Rita Williams (born January 14, 1976) is an American former professional basketball player in the Women's National Basketball Association (WNBA). She was the 13th pick in the 1998 WNBA draft, selected by the Washington Mystics. She attended Mitchell College, and played college basketball for the University of Connecticut.

==WNBA career==
During the 2000 expansion draft on December 15, 1999, Williams was selected by the Indiana Fever.
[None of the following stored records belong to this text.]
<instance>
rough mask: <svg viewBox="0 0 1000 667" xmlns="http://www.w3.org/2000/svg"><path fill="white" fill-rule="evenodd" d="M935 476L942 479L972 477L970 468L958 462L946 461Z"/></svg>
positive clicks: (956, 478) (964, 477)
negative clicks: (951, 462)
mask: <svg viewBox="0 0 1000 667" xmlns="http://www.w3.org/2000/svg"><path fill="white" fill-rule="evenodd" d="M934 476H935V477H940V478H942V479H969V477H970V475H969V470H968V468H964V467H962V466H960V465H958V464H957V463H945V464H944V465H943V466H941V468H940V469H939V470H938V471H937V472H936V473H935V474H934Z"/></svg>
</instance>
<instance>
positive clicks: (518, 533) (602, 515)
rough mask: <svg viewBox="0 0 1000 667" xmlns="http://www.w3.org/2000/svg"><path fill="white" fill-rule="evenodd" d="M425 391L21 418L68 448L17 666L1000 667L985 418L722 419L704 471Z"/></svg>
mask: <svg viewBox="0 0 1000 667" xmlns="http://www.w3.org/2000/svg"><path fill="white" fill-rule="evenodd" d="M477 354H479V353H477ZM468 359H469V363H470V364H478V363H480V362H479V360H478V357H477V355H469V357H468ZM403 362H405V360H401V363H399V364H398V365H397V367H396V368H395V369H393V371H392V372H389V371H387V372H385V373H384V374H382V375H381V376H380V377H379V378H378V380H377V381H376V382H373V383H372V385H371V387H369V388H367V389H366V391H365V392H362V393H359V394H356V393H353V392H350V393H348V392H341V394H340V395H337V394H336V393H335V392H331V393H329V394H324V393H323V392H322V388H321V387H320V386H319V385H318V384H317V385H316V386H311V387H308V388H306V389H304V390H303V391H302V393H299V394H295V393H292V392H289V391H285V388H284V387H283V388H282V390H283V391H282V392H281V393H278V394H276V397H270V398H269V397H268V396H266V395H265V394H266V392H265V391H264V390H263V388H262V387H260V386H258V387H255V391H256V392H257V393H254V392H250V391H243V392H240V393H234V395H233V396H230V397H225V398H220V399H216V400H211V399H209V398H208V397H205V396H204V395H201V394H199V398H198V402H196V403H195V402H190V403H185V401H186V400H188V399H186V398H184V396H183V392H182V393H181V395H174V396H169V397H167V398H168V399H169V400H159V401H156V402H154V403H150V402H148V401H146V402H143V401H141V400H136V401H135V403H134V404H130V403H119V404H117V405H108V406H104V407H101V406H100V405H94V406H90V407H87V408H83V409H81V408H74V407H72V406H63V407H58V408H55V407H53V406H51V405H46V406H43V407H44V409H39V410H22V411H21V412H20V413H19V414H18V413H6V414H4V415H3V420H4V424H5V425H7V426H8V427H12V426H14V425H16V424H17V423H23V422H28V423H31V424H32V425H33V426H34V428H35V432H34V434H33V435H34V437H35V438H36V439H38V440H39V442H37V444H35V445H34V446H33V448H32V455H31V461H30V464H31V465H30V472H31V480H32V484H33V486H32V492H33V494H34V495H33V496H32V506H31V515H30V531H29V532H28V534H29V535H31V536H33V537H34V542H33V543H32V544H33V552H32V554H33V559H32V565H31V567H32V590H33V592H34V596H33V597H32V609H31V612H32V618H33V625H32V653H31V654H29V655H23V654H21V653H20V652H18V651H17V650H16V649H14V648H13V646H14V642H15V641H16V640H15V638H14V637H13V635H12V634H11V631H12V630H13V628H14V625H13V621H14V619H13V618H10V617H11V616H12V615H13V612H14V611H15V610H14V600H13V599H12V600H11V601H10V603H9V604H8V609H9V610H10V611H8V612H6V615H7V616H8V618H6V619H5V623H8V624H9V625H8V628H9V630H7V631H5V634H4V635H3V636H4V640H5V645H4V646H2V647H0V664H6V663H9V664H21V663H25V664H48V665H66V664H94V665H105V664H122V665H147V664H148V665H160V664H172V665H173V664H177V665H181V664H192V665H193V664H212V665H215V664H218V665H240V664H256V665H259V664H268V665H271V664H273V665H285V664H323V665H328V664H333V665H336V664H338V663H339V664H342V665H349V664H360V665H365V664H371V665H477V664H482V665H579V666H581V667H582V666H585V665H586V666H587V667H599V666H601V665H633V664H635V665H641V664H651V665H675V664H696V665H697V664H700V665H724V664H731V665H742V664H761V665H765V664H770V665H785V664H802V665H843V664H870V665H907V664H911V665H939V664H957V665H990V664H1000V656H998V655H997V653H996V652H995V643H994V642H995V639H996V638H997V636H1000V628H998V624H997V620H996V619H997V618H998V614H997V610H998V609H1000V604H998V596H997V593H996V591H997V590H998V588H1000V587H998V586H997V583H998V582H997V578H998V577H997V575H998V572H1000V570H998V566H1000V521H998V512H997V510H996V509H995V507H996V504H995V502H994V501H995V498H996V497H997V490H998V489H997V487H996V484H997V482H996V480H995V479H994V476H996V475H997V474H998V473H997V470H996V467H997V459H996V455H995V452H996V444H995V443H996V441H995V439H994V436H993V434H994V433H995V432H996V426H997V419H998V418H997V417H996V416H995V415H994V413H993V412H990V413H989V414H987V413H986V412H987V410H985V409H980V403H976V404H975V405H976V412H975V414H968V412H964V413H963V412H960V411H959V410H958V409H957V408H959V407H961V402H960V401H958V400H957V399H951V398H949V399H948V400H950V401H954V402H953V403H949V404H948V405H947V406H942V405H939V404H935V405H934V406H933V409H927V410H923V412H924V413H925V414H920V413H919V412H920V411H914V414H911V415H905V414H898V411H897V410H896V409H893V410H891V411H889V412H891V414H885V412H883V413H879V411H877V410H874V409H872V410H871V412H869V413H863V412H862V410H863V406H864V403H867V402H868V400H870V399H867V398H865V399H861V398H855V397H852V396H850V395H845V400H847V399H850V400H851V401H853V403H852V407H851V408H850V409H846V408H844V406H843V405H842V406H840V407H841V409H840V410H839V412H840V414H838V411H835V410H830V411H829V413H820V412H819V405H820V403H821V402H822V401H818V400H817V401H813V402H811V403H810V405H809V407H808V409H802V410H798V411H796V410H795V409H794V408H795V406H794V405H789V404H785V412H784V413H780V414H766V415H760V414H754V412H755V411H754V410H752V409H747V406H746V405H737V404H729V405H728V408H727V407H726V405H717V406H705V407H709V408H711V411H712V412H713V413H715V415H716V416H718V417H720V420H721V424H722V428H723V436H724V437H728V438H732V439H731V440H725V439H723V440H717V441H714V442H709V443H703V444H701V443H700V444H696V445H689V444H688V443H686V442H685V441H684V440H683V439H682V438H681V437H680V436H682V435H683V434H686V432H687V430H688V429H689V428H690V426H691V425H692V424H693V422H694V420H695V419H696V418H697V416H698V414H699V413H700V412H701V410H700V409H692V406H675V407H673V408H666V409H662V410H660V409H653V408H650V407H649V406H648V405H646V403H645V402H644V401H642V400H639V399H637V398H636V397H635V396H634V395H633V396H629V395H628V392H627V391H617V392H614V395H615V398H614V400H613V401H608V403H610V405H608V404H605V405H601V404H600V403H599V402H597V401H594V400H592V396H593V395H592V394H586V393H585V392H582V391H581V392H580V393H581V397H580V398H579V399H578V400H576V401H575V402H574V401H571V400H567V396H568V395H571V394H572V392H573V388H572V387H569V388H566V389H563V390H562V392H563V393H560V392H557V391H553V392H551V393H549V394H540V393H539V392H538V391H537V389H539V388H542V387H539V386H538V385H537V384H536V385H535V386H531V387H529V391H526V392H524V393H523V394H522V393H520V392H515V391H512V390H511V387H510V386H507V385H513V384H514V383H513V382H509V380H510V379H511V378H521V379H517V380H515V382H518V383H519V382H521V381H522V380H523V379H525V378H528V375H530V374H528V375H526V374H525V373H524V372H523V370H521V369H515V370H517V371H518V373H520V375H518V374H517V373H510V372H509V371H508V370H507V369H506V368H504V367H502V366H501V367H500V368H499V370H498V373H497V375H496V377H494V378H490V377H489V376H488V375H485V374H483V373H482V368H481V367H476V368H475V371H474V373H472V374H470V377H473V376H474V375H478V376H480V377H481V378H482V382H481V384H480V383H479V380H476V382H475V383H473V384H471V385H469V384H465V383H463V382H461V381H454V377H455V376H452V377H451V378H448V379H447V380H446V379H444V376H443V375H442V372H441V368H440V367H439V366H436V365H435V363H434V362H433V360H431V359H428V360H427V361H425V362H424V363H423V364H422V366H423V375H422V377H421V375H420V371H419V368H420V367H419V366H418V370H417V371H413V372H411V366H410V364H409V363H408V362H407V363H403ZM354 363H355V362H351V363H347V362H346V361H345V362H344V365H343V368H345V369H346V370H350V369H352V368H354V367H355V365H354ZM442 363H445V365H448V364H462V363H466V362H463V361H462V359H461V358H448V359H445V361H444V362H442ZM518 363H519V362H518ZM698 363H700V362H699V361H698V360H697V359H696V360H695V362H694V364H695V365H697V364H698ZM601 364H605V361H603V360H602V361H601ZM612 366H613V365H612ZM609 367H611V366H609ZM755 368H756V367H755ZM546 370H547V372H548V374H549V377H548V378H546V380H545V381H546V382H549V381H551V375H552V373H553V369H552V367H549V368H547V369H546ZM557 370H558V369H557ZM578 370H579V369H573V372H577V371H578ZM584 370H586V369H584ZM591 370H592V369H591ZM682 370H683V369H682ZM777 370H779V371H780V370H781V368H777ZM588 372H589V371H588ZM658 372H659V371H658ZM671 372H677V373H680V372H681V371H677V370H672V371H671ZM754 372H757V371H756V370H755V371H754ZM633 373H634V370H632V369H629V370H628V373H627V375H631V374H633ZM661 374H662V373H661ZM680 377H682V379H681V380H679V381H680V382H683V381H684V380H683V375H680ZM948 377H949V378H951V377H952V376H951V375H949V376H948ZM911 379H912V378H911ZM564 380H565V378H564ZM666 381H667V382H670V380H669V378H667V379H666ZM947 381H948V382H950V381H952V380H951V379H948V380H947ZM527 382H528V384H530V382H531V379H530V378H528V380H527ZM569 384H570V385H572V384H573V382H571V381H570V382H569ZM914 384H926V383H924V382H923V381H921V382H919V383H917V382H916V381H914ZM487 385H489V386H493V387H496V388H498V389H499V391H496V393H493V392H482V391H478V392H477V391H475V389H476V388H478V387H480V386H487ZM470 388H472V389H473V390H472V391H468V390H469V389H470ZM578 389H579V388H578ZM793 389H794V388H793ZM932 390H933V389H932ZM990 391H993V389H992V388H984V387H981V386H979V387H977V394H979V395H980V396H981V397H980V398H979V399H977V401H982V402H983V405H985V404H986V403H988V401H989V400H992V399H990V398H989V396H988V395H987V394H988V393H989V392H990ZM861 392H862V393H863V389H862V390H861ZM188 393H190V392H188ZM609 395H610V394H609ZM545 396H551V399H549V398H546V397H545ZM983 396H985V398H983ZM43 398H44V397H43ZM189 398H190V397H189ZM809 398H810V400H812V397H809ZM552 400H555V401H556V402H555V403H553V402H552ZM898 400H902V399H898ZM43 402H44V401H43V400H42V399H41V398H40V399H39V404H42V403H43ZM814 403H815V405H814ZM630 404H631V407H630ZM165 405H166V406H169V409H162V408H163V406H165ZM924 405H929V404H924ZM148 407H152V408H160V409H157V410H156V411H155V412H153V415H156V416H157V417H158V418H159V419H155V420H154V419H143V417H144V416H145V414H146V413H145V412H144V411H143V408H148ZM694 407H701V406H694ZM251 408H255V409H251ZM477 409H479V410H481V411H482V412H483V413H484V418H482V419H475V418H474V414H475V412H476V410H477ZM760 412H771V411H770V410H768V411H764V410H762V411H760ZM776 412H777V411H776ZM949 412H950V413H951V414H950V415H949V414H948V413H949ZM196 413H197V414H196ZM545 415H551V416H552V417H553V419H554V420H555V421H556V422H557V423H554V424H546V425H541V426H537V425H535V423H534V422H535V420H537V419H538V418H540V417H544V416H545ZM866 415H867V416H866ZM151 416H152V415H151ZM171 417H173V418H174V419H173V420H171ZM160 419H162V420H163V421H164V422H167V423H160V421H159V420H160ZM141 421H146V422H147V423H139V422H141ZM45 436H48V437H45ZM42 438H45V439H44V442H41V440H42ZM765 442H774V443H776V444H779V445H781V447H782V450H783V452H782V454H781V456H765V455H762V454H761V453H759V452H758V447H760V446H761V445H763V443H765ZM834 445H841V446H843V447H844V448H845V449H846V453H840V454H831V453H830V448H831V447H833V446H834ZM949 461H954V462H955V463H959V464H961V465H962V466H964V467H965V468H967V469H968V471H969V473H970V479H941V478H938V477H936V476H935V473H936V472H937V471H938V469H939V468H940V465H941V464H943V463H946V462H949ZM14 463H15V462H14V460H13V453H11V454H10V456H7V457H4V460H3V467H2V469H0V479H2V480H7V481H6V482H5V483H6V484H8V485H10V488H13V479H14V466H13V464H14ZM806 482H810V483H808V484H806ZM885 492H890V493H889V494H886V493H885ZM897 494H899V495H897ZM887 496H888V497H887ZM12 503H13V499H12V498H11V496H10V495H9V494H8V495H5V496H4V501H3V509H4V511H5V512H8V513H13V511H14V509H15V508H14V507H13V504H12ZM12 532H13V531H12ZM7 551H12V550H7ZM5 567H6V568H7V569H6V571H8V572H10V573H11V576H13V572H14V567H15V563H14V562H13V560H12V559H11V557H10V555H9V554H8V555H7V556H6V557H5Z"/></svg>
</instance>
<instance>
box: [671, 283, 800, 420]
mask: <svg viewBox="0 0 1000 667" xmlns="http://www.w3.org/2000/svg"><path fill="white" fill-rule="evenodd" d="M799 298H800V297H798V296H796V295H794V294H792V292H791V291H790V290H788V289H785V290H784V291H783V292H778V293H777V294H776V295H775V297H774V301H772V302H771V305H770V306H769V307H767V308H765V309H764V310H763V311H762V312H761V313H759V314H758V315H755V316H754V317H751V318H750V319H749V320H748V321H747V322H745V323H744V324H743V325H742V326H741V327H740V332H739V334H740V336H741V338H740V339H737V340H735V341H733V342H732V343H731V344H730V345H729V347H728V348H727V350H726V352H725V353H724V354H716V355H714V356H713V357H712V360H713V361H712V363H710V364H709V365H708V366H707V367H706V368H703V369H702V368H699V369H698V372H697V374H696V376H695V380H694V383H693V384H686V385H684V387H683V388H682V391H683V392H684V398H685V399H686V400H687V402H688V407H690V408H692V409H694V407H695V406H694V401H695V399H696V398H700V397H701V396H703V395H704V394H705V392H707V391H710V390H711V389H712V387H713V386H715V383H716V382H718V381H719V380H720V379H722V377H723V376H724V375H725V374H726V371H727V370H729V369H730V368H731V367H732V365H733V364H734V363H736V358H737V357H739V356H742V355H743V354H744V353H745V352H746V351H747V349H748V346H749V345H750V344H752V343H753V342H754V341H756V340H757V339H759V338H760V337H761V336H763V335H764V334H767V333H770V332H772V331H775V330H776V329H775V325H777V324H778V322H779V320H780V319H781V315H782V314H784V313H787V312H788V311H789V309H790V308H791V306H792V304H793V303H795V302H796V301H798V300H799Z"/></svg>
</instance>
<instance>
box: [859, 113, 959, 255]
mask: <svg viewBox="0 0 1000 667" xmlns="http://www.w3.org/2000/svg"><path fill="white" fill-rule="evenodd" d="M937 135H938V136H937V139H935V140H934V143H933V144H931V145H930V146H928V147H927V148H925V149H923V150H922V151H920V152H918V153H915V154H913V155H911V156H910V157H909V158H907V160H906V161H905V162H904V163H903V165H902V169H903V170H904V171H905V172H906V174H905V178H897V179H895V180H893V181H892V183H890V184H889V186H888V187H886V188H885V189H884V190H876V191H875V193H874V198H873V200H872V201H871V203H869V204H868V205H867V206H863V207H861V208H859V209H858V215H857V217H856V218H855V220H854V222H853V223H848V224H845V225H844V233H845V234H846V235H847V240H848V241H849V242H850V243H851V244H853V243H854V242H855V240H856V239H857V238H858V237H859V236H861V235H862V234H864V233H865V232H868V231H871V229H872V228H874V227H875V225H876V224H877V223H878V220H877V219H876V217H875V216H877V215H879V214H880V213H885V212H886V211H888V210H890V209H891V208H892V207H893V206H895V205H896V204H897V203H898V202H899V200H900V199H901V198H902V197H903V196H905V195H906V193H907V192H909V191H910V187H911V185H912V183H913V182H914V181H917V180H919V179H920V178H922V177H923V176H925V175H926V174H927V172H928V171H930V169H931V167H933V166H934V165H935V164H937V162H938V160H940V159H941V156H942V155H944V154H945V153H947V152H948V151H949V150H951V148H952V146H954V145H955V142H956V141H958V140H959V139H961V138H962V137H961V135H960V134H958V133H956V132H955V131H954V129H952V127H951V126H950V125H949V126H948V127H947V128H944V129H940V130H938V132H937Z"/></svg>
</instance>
In the 2000 WNBA season, Williams had the third most steals per game average (2.38). In the 2001 WNBA season, Williams became the first WNBA All-Star in Indiana Fever history.

==Career statistics==

===WNBA===
====Regular season====

WNBA regular season statistics
| Year | Team | GP | GS | MPG | FG% | 3P% | FT% | RPG | APG | SPG | BPG | TO | PPG |
| 1998 | Washington | 30° | 18 | 23.7 | .323 | .218 | .633 | 2.3 | 2.3 | 2.1 | 0.1 | 2.3 | 4.4 |
| 1999 | Washington | 31 | 0 | 10.1 | .500 | .559 | .639 | 1.2 | 1.0 | 0.7 | 0.0 | 0.8 | 3.4 |
| 2000 | Indiana | 32° | 29 | 31.7 | .409 | .374 | .731 | 3.0 | 3.2 | 2.4 | 0.1 | 2.2 | 11.0 |
| 2001 | Indiana | 32° | 29 | 32.6 | .392 | .376 | .838 | 3.3 | 3.6 | 2.3 | 0.3 | 3.1 | 11.9 |
| 2002 | Indiana | 20 | 1 | 24.2 | .289 | .254 | .735 | 1.9 | 2.2 | 1.1 | 0.1 | 1.5 | 6.0 |
| Houston | 9 | 0 | 9.4 | .455 | .333 | .700 | 0.7 | 0.8 | 1.2 | 0.0 | 1.1 | 2.1 |
| 2003 | Seattle | 32 | 0 | 11.9 | .373 | .256 | .733 | 0.7 | 1.3 | 0.4 | 0.0 | 0.8 | 2.4 |
| Career | 6 years, 4 teams | 186 | 77 | 21.7 | .380 | .339 | .742 | 2.0 | 2.2 | 1.5 | 0.1 | 1.8 | 6.4 |
| All-Star | 1 | 0 | 9.0 | .000 | .000 | — | 0.0 | 1.0 | 0.0 | 0.0 | 0.0 | 0.0 |

====Playoffs====

WNBA playoff statistics
| Year | Team | GP | GS | MPG | FG% | 3P% | FT% | RPG | APG | SPG | BPG | TO | PPG |
|---|---|---|---|---|---|---|---|---|---|---|---|---|---|
| 2002 | Houston | 3 | 0 | 23.0 | .320 | .286 | — | 2.0 | 2.3 | 1.0 | 0.0 | 0.3 | 6.7 |
| Career | 1 year, 1 team | 3 | 0 | 23.0 | .320 | .286 | — | 2.0 | 2.3 | 1.0 | 0.0 | 0.3 | 6.7 |

=== College ===

College statistics
| Year | Team | GP | GS | MPG | FG% | 3P% | FT% | RPG | APG | SPG | BPG | TO | PPG |
|---|---|---|---|---|---|---|---|---|---|---|---|---|---|
| 1995–96 | Connecticut | 30 | — | — | .381 | .211 | .519 | 1.6 | 0.8 | 1.1 | 0.0 | — | 2.6 |
| 1996–97 | Connecticut | 34 | — | — | .354 | .200 | .552 | 3.7 | 3.3 | 3.1 | 0.2 | — | 7.2 |
| 1997–98 | Connecticut | 37 | — | — | .408 | .353 | .673 | 3.3 | 4.0 | 2.9 | 0.1 | — | 10.2 |
| Career |  | 101 | — | — | .384 | .301 | .601 | 2.9 | 2.8 | 2.5 | 0.1 | — | 6.9 |

==Personal life==
Williams earned a degree in sociology from University of Connecticut.